Warwickshire village’s new board to honour all of its war heroes
WHEN the people of Bidford gathered at the war memorial on Saturday (11th November), it was not only to remember the fatalities of war but also to pay tribute to those who fought and survived.
All of the servicemen and women have been included on a roll of honour which was unveiled in Crawford Hall shortly after the gathering at the war memorial.
Historian, the late Bob Marshall, wrote two books: the first about the lives of those from Bidford who were killed. His second book covered the lives of those who returned, many with terrible injuries, and he felt that their sacrifice should also be remembered.

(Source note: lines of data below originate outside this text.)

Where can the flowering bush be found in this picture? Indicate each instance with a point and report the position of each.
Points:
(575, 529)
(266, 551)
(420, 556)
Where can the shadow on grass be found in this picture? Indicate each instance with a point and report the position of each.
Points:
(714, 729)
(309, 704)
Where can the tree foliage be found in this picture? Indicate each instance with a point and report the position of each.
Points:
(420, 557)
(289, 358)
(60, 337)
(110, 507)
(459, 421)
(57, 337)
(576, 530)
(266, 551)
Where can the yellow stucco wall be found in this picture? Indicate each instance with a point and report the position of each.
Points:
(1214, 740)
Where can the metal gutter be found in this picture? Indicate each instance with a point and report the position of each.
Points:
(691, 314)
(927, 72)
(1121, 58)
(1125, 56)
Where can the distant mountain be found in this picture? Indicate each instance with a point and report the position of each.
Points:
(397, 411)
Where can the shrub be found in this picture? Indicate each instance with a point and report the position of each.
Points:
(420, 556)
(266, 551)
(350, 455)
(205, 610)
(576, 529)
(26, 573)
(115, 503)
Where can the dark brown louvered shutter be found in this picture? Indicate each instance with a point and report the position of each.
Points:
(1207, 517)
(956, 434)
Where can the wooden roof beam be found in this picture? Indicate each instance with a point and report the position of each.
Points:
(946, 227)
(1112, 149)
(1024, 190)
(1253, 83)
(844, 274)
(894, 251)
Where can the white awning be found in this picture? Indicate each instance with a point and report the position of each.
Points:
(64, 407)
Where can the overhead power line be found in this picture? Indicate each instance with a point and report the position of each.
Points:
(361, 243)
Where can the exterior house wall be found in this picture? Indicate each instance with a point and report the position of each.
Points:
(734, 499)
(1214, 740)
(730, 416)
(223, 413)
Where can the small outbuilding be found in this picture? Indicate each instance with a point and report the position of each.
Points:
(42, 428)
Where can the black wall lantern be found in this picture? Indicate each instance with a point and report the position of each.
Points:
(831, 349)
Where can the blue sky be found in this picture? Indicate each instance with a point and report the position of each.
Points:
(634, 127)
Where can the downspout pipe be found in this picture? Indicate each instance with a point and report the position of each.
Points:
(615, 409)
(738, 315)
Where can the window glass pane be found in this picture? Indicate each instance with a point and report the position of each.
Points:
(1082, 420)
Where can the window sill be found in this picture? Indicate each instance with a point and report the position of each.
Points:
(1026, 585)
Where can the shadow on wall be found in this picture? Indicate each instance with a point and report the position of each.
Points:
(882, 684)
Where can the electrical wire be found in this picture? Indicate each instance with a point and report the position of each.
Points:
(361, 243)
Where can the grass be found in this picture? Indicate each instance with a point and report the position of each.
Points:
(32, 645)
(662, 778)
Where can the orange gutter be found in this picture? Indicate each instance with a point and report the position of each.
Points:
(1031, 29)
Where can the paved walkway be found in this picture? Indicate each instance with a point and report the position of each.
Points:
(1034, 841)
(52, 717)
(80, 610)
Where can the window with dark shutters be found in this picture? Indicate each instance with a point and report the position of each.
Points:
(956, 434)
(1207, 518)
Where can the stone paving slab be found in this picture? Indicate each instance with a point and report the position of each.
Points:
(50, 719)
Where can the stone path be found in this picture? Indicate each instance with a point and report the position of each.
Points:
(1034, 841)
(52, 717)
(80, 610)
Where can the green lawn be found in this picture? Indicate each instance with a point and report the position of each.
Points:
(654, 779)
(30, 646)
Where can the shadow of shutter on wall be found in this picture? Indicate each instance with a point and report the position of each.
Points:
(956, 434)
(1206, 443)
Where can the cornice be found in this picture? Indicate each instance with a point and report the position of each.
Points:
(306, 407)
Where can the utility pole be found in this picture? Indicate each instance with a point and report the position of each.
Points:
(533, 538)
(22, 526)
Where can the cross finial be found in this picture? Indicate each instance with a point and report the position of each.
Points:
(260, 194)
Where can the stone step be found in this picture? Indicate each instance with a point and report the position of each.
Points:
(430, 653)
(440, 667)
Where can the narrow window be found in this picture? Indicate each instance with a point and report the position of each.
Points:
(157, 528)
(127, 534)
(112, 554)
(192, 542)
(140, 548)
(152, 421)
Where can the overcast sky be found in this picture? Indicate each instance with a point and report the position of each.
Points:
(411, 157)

Now it will be – and in a hall named after a former village GP who served as a military doctor in World War I and is included among the nearly 300 names engraved on the board.
In front of a large crowd, the roll of honour was unveiled by Rodney Crompton who remembered many of the survivors from his childhood and whose own father is on the list.
In her introduction, Wendy Shaddick, chair of Bidford and District History Society’s research group, recounted some stories of heroism and tragedy behind a few of the names on the board.
This included Fred Birchley who was torpedoed but survived twice. He was wounded at Gallipoli and again on the Western Front, and also fought in Italy and Palestine before returning home aged just 19.
There was also Nathan Locke, one of five sons, who appealed for exemption from war service as he alone remained at home to look after his elderly parents’ farm.
He was unsuccessful and joined up in October 1916. Just over a year later he was killed at Ypres, aged 28, leaving a wife and two children. All four of his brothers survived.
The ceremony closed with a rendition of Keep the Home Fires Burning by members of the Bidford Community Choir.
The board was partly funded by the research group with support from both Bidford Parish Council and Bidford Rotary Club.